A Brief History of SIL International
William Cameron Townsend, founder of SIL
The principal founder of SIL International was William Cameron Townsend (1896-1982). He began cross-cultural work with the Mayan Cakchiquel people of Guatemala in 1919. Even without formal linguistic training, he made a significant contribution to linguistic, educational and translation work among this group. By 1929 Townsend’s vision had broadened to include many other peoples also needing language-based development. His basic approach involved living in a village among the people, learning their language, conducting linguistic analysis, developing an alphabet, beginning an education program and translating portions of Scripture.
SIL International (then known as the Summer Institute of Linguistics) came into being in 1934 as a summer training program on a farm in Arkansas, USA, with two students attending. The course was repeated in 1935 with five students. After the course was over, four of the five students went with Townsend and his wife when they began field work among the ethnolinguistic people groups of Mexico. The enrollment of these summer classes grew each subsequent year.

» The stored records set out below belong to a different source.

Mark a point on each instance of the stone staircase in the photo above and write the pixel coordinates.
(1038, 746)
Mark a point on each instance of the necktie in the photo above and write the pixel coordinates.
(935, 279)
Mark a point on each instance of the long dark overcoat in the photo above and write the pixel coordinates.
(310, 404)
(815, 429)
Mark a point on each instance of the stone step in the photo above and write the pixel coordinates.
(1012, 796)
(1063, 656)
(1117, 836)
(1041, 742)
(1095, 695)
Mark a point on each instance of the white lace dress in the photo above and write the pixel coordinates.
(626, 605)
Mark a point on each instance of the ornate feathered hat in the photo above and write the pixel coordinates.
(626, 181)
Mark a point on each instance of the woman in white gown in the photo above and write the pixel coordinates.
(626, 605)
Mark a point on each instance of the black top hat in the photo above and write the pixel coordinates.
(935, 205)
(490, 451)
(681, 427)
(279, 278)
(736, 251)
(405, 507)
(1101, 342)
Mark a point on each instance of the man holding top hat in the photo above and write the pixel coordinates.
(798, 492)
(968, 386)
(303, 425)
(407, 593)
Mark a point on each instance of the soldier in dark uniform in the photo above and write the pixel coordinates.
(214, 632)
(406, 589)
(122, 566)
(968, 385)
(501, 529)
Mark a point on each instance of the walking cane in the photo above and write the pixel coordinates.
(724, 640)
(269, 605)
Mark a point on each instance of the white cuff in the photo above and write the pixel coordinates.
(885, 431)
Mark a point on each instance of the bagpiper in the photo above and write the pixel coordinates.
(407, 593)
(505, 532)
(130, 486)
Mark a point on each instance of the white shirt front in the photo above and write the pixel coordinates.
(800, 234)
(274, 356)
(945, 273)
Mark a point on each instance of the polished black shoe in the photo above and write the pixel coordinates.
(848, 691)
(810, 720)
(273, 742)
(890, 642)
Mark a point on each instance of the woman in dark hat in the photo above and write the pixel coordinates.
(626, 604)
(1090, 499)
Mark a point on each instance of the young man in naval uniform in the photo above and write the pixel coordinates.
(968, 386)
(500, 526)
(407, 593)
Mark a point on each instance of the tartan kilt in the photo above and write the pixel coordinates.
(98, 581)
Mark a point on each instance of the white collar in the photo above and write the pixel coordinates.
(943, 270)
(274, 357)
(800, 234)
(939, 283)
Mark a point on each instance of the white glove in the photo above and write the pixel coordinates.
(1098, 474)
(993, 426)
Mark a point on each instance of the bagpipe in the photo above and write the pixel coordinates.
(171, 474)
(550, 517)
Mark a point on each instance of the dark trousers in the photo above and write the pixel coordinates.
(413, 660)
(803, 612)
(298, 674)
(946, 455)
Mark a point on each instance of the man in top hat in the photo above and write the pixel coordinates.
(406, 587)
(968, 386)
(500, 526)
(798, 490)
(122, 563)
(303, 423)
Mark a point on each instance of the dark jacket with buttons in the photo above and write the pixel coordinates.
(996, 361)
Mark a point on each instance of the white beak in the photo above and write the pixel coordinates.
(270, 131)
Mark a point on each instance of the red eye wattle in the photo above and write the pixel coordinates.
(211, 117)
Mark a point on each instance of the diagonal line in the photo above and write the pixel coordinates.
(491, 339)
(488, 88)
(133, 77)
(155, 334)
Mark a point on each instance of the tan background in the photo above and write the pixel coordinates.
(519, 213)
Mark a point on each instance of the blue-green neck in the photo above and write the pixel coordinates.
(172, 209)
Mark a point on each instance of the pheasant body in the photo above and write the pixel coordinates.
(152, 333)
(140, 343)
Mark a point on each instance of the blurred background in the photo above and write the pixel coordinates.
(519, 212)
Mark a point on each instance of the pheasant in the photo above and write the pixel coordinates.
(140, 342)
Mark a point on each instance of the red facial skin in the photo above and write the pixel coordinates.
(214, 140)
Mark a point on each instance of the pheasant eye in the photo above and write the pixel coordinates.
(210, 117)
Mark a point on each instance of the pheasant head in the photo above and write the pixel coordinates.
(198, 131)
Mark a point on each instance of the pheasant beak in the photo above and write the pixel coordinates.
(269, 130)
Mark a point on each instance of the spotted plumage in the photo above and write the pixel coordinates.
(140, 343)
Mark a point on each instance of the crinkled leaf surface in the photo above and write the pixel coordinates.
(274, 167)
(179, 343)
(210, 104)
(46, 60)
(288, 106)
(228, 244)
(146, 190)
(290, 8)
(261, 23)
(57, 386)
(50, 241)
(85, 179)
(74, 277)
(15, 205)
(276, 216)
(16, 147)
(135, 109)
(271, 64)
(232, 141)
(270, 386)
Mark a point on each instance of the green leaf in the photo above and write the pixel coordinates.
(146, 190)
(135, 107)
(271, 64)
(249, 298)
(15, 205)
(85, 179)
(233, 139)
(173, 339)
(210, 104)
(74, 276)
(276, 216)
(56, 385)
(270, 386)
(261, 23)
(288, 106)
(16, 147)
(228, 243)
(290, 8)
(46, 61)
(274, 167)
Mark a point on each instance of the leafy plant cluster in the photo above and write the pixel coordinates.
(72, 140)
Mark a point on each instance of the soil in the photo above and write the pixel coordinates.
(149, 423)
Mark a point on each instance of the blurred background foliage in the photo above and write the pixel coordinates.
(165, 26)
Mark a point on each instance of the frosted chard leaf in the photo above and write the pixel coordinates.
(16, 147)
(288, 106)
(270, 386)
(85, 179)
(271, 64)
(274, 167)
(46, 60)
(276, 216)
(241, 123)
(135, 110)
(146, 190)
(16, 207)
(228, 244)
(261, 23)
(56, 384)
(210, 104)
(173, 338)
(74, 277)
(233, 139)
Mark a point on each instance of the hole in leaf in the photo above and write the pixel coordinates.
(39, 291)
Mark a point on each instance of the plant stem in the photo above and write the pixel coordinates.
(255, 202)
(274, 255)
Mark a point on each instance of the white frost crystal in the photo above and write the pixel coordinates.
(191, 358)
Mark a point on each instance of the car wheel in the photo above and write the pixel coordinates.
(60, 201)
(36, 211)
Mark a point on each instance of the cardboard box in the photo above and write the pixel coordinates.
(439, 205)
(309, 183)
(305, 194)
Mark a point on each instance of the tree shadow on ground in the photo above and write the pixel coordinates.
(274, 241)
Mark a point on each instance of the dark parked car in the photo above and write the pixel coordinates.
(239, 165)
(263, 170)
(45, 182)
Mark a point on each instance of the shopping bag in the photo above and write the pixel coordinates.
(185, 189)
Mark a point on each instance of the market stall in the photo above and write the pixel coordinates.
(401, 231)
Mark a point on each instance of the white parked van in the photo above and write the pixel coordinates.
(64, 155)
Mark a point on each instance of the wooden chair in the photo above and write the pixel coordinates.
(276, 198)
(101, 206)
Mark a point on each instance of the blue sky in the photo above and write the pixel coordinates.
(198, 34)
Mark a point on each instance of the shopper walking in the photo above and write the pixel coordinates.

Kenneth L. Pike, first president of SIL
Among these students was Kenneth L. Pike (1912-2000) who began work on the Mixtec language in a remote village in the state of Oaxaca, Mexico. This work launched Pike into the study of phonology and tonal systems, and eventually led to his life-long work in linguistics and the study of language in the context of human behavior. Dr. Pike served as President of SIL until 1979. He is internationally known, not only for his personal work on dozens of lesser-known languages, but also for stimulating thousands of other researchers.
Training
In 1941 one of the attendees of the training sessions in Arkansas was a professor of French at the University of Oklahoma who was studying a Native American language in Oklahoma. She was so impressed with the usefulness of SIL’s techniques for learning and analyzing unwritten languages that she invited Pike to demonstrate them at the University. As a result, SIL was invited to hold its sessions at the University of Oklahoma, an arrangement that continued until 1987. Other North American universities that have hosted SIL’s courses include the University of North Dakota (1951–), the University of Washington (1958–1985), the University of Texas at Arlington (1973–1999), Trinity Western University (1985–), and the University of Oregon (1986–2006).
SIL began offering courses outside North America with the establishment of its own schools in the United Kingdom (1953), Australia (1955) and Germany (1961). Educational partnerships were also formed with universities in Africa (1961), Latin America (1963) and Asia (1966). Through the years SIL has trained over 15,000 students in various aspects of linguistics, literacy and other cross-cultural work.
In addition to university-level instruction, SIL continues to conduct numerous non-formal workshops on the local level to equip members of ethnolinguistic communities to carry on their own language-based development work.
Language Research
SIL linguists began language research in several countries in the Americas during the 1940s and 1950s. Their basic program, like that of Townsend’s, revolved around learning to speak the local language, studying phonological and grammatical structures, understanding the cultural context, assisting with language-based development such as alphabets, educational materials, diglot dictionaries and translating requested materials including portions of the Bible. Usually SIL linguists worked under the sponsorship of national government agencies, and their research was made available to those agencies, other national institutions and the wider academic world.
SIL developed similar language-based programs in other parts of the world, beginning in the Philippines in 1953, spreading from there to other parts of the Pacific and Asia, to Africa in 1962 and to parts of Europe in 1974. SIL is now involved in language-based development in over 50 countries.
SIL works alongside ethnolinguistic peoples whose voices are often not heard, by facilitating language-based development through research, training and advocacy. SIL is committed to ongoing training to further develop competency within those communities. SIL provides consultant help to develop the capacity of community educators and national program designers to create effective multilingual education programs.
Progress in Language-Based Development
In 1934 when SIL was formed, linguists estimated that there were about 1,000 unwritten languages in the world. As language researchers continued their investigation, many more languages were documented. Now it is known that there are nearly 7,000 languages spoken today. The conclusions of this ongoing research have been published in an SIL reference work called the Ethnologue: Languages of the World. A new edition of this catalog of languages is published every four years. The fifteenth edition, published in 2005, lists 6,912 languages.
In its 70-year history, SIL has worked with over 2,300 languages. Currently there are over 1,400 SIL language-based development programs in progress. The SIL Bibliography contains over 29,000 references to books, journal articles, book chapters, dissertations and other academic papers about languages and cultures authored or edited by SIL International staff or published by SIL. In addition to a body of literature in many lesser-known languages, numerous portions of Scripture have been translated.